Isaiah's ancient confession becomes strangely appropriate for us today. We can mean it when we say, “Woe is me, for I am undone, for I am a man of unclean lips, and I dwell in the midst of a people of unclean lips.” Somehow, this new understanding of our feet of clay, our sickness, runs counter to what we've learned and felt about our nation: “My country, ‘tis of thee,” we sing, “sweet land of liberty.” Let freedom ring, liberty and justice for all, my country, right or wrong These are still good words and noble feelings. What seems to have changed is our notion about our country when it is not right, but wrong. We heard the words, but we didn't really believe that Columbia, the Gem of the Ocean, could ever be wrong. We had never lost a war. We knew what was right for our nation and for every other nation in the world. In the exuberance of our adolescence, nobody could tell us anything. Then came the fever, the blurred vision, the queasiness. We know, at least many of us do, that we are sick. After Watergate and Kent State after My Lai and Attica, the nation no longer protests unequivocally of its perfect health. Collectively, we may well cry, “Unclean, unclean.” It is precisely here that the Christian gospel has something to say to the United States of America.

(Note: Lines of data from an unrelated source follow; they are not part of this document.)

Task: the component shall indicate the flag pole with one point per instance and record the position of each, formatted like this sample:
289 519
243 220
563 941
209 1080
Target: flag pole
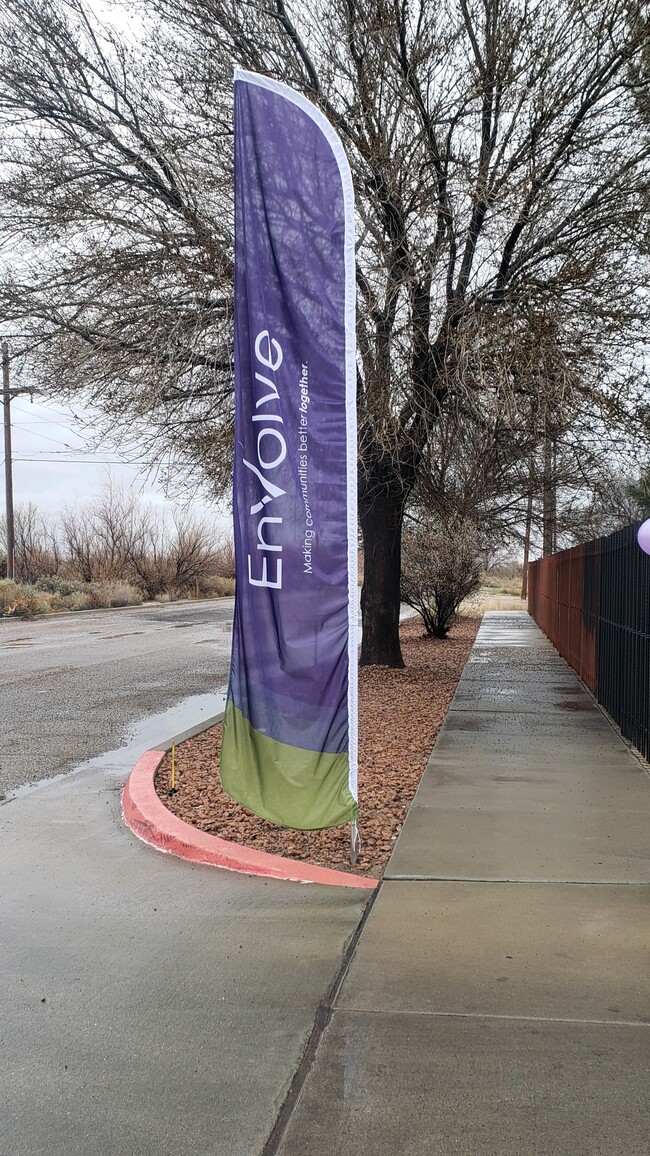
354 842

This Gospel says that Jesus stands among us, the Lord of all history. God himself is with us when we realize and confess that our nation was built on the death of ten million Indians and the sweat of forty million slaves. Even then, He says “yes” to us, in spite of our uncleanness, He is not reluctant to reach out and touch and heal. The Gospel says, “Do not wallow in your sickness and isolation, rather repent and be healed.” This is seldom easy and painless, because saying, “Help me” can sometimes be the most difficult thing to do, and God's healing may not be what we expected. One thing God's healing always does is free us to be filled with hope for the future. Frederick Buechner has said that true repentance spends less time looking at the past and saying, “I am sorry,” than to the future and saying, “Wow!” Can this nation, or we who comprise this nation, fall on our knees before God and cry, “Jesus, if you will, you can make me clean.”
If the Bicentennial had come twenty years earlier, we might have celebrated with more zest, lighter hearts, and greater revelry. Perhaps, though, it is better that we celebrate now, for we know ourselves much more honestly now. We no longer kid ourselves into denial of our sickness, our estrangement, or our need of a physician. We may even be learning how to say, “Lord, if you will, you can make me clean.” For his part, we can be certain that he will be moved with compassion and will heal.